©Zuleika de Souza

O fotógrafo José Roberto Bassul está sempre se reinventando. Carioca, se mudou adolescente para Brasília e através das lentes de uma câmera se apaixonou pelas linhas da capital. Decide seguir sua formação em arquitetura, faz dela sua carreira e só depois de se aposentar volta a antiga paixão fotográfica. Mas depois de tanto tempo, se o olhar se apurou, a tecnologia e o mercado eram outros, e Bassul se reinventou. Fez cursos, participou de inúmeros festivais brasileiros de fotografia, e com muita generosidade trocou com outros fotógrafos e curadores.

Suas imagens de Brasília vão além do espaço da cidade. São imagens inspiradas por Brasília, mas que ultrapassam o documental: transcendem o concreto e se transformam em metáforas visuais. Desde 2015, quando voltou a fotografar, até hoje, Bassul foi ficando cada vez mais minimalista. Suas linhas geométricas e texturas de cimento, seus detalhes contrastados dos prédios candangos nos confundem. Seriam pinturas, fotografias ou até mesmo esculturas? Não importa. Robert Morris, artista minimalista que também pode ser considerado um dos teóricos do grupo, dizia que as obras minimalistas estreitam os limites com a escultura: da ilusão de três dimensões (da pintura) se juntam à tridimensionalidade dos objetos. São obras dominadas por uma totalidade.

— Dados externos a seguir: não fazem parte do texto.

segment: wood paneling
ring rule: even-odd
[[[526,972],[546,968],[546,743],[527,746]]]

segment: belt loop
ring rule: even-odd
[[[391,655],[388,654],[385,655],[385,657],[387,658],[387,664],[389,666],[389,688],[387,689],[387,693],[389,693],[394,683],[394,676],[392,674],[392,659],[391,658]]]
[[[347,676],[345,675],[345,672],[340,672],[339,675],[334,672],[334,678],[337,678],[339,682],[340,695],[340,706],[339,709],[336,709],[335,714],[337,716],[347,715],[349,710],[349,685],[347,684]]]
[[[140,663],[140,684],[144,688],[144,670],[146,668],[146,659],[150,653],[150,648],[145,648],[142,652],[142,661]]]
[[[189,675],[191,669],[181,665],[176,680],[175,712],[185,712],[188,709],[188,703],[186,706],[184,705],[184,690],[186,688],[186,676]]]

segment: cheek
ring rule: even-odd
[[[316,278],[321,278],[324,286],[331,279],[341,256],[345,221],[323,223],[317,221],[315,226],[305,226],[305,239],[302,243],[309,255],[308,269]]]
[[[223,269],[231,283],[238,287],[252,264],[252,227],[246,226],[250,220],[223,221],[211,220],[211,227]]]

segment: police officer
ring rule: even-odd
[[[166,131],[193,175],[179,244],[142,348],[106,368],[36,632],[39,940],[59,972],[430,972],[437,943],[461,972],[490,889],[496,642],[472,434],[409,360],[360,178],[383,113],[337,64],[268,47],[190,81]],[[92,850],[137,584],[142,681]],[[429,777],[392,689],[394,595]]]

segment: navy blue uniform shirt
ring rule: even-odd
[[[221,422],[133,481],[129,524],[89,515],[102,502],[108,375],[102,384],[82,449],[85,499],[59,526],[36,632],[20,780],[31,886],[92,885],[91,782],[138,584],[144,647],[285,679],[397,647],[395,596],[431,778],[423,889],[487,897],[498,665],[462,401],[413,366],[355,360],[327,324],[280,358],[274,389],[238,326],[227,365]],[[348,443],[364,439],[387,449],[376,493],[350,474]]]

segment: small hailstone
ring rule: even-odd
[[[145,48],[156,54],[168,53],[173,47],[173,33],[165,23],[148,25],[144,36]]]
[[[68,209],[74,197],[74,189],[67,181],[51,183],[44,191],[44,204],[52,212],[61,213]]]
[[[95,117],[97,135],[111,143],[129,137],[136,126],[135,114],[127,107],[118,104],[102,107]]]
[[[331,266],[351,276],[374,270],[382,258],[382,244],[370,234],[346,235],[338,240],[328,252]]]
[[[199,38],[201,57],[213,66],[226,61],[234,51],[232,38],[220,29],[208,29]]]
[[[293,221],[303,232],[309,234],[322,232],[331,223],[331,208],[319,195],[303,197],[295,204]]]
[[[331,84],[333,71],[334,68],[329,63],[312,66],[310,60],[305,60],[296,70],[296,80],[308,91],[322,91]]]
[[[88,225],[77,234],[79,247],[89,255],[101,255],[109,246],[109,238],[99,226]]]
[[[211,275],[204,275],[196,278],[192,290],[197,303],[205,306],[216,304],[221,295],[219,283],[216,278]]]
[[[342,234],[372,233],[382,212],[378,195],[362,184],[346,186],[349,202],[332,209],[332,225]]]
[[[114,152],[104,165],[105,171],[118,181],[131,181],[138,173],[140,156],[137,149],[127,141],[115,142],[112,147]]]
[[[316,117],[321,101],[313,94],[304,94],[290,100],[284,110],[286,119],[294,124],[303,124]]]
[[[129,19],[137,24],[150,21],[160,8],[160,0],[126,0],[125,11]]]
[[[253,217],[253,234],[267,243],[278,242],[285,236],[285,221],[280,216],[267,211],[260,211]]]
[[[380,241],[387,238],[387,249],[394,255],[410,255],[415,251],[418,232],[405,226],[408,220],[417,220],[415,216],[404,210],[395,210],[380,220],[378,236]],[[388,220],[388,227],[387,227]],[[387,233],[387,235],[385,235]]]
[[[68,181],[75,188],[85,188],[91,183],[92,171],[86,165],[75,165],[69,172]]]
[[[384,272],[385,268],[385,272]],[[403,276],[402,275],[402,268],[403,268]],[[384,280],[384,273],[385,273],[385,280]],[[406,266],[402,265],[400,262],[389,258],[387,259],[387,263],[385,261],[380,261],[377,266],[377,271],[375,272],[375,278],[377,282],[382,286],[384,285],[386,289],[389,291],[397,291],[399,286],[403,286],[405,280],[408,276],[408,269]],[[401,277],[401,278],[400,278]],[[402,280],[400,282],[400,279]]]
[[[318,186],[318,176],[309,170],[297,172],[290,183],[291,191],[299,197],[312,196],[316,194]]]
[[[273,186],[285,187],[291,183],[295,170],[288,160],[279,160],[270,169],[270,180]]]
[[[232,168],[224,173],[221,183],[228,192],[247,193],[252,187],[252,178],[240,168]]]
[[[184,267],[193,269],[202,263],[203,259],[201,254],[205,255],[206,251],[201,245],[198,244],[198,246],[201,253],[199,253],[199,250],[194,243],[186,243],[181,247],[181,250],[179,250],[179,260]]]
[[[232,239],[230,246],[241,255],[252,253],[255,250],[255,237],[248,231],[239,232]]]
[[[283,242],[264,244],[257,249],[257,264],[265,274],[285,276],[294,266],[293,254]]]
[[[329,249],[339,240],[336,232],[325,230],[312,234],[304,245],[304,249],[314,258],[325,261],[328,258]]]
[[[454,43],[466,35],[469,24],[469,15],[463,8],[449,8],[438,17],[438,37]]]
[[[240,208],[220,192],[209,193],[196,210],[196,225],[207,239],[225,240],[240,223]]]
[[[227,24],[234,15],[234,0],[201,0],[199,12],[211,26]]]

Na evolução da obra de Bassul, suas imagens em preto e branco vão diluindo. Ele aos poucos vai filtrando os ruídos e aproveitando a quietude dos silêncios. Em uma de suas primeiras séries, “Paisagem Concretista” (que virou um livro), vemos detalhes geométricos da cidade, prédios que recortam a paisagem urbana. Passamos de uma observação certeira das feições exteriores das fachadas dos prédios, em oposição ao céu, para um estudo trabalhado das tramas e texturas em sua série “Concreto Abstrato”. Aqui o contraste do preto e do branco nos faz perder qualquer referência e focamos apenas nos desenhos das retas e curvas. O próximo passo foi retirar os últimos detalhes mais dramáticos para chegar ao essencial. Em “Poéticas Mínimas” e “Quase Nada”, Bassul diminui o vivo contraste, dilui as cores e atinge uma quieta simplicidade que se resume ao que é necessário àquela imagem, dando força a sua obra.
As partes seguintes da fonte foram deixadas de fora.